As noted earlier, last week U.N. Human Rights Council rapporteur James Anaya (who also happens to be a lawprof at the University of Arizona) declared the U.S. to be trampling the aboriginal land rights of Indian tribes. I have a new Daily Caller piece pointing out (as I detail at more length in Schools for Misrule) that the U.N.’s involvement with American law school projects is nothing new: “Now the plaintiff’s counsel [in the Western Shoshone claim] of a few years back re-surfaces as the official instrument of a U.N. body, a revolving-door arrangement that is actually quite typical of the international human rights establishment, where a rather small band of crusading law professors, ‘civil society’ activists and Guardian readers around the world seem to take turns investigating each others’, or as the case may be their own, countries for putative human rights violations.” (& Julian Ku, Opinio Juris)

Motel owner 99% liable for murder

“[An Indiana appeals] court has found that an ever so slightly negligent (2%) business owner needs to pay for 99% of the harm caused by a murderer.

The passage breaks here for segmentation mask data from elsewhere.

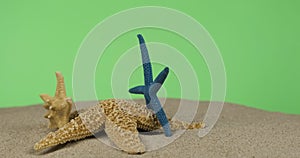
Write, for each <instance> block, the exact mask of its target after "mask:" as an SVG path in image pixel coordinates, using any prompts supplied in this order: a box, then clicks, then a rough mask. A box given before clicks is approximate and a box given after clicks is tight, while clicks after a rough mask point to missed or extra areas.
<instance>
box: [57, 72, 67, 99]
mask: <svg viewBox="0 0 300 158" xmlns="http://www.w3.org/2000/svg"><path fill="white" fill-rule="evenodd" d="M55 75H56V80H57V83H56V92H55V96H56V97H60V98H64V97H66V88H65V82H64V77H63V75H62V74H61V73H60V72H55Z"/></svg>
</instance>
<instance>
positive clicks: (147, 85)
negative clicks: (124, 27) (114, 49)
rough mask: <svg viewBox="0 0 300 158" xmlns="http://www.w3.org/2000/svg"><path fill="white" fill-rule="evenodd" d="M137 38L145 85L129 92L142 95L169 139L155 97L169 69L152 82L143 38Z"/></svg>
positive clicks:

Citing the Restatement (Third) of Torts. Section 14, a public policy in favor of adequately compensating the wronged … and the difficulty murderers have in procuring insurance to cover their rampages, the appellate court in Santelli v. Rahmatulla found that the Restatement provides a handy way of escaping Indiana’s reform of its joint and several liability rule.” [David Oliver] More: Point of Law (motel “[adhered] to the non-discriminatory EEOC principle of not performing criminal background checks”).